Data Preparation tools on the other hand are built for Business Analysts. Business Analysts can interact with their data and interactively apply data cleansing and data transformation steps. In order to enable Business Analysts to achieve this, Data Preparation tools often embed intelligence and recommendations. For example, DataRobot Paxata can automatically detect Joins across datasets and bring datasets together while this would have traditionally been achieved through SQL scripts by an IT developer in an ETL tool
Another key difference is the nature of use cases. ETL tools have been very successful in loading data to enterprise warehouses where the structure of the data rarely change. Data Preparation tools are helpful when businesses need to work with often changing data and/or new data, as Business Analysts can explore the data and create transformations in an adaptive way.
Ok, great! Thank you for your super response!

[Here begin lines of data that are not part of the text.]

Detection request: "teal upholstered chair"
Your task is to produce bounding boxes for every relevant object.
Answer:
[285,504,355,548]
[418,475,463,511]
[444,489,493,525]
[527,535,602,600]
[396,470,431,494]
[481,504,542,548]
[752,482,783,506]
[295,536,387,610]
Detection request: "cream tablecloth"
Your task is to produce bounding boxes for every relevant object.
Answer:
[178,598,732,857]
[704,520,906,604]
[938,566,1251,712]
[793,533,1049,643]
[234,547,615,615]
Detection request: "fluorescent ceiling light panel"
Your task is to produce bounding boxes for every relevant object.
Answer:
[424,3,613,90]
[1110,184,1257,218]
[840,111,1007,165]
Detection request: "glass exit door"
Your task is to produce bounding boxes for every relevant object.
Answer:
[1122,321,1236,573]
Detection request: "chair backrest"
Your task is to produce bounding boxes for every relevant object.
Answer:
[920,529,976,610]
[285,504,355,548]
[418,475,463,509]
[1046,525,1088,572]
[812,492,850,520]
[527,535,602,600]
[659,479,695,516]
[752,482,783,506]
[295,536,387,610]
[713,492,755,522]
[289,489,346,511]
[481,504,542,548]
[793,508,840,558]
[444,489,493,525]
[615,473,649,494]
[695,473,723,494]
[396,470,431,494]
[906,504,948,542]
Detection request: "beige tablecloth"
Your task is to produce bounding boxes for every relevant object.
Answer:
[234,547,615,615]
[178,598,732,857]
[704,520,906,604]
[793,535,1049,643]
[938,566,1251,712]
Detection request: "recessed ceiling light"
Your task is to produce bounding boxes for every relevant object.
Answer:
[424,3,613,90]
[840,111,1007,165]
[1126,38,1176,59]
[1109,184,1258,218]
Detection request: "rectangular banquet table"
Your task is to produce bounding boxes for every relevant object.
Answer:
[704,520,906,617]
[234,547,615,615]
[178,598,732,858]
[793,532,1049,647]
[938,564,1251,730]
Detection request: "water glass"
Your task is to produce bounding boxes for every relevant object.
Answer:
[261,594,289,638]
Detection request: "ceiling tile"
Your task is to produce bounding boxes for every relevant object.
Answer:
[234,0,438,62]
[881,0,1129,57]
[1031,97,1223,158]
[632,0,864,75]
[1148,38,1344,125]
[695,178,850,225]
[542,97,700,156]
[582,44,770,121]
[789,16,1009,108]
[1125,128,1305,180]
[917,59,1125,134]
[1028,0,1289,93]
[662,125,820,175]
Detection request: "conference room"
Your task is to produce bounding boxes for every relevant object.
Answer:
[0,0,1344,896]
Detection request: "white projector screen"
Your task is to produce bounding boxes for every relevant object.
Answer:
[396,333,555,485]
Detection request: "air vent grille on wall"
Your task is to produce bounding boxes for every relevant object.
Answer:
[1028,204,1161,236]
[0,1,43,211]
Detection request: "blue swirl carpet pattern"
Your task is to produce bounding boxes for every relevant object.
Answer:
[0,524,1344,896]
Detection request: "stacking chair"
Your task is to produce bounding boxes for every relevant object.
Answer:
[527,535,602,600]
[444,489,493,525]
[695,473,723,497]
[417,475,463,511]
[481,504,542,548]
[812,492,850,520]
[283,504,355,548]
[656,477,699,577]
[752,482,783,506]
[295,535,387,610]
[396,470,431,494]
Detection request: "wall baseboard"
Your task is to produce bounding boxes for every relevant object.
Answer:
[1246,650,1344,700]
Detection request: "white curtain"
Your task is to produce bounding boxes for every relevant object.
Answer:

So how does the integration between data prep and DataRobot modeling actually work?
Hi @knat ,
Why is it important to work on your full dataset at prep time instead of a sample?
Hi @annapeters0n !
DataRobot Paxata has a tool named 'Predict tool' on the tool panel along side other tools such as Joins, Aggregates, Remove Rows etc. At any point in the Data Prep Project you can add the Predict tool to your Project steps - you will be required to provide your DataRobot API token and with just that the tool will fetch all Deployments from DataRobot along with a desc of the Deployment. You can choose a Deployment from the list and tell the tool if you need prediction explanations returned along with the scores. And that's pretty much all you need to do. You will see the prediction scores come back into the DataPrep Project into the rows of data - at this point you can proceed to add additional Data Prep steps on the data that includes the prediction scores and explanations. You can also spin up Filtergrams (interactive histograms) to explore the prediction scores alongside other columns in the data.
Hi @DaveTheMaster !
Great question. But, my question will be 'why not?'... if you can explore your entire dataset and derive insights instantly, why would you want to be limited to samples?. This is especially helpful if your data has anomalies or characteristics that may potentially be missed in the sample.
Also the key difference between workflow driven data preparation and data driven data preparation exercises is that in the former, the requirements or logic guide your work and in the latter your data prep steps are guided by the actual data. If that's the case, then it is helpful to be guided by the entire data as opposed to being led by a sample.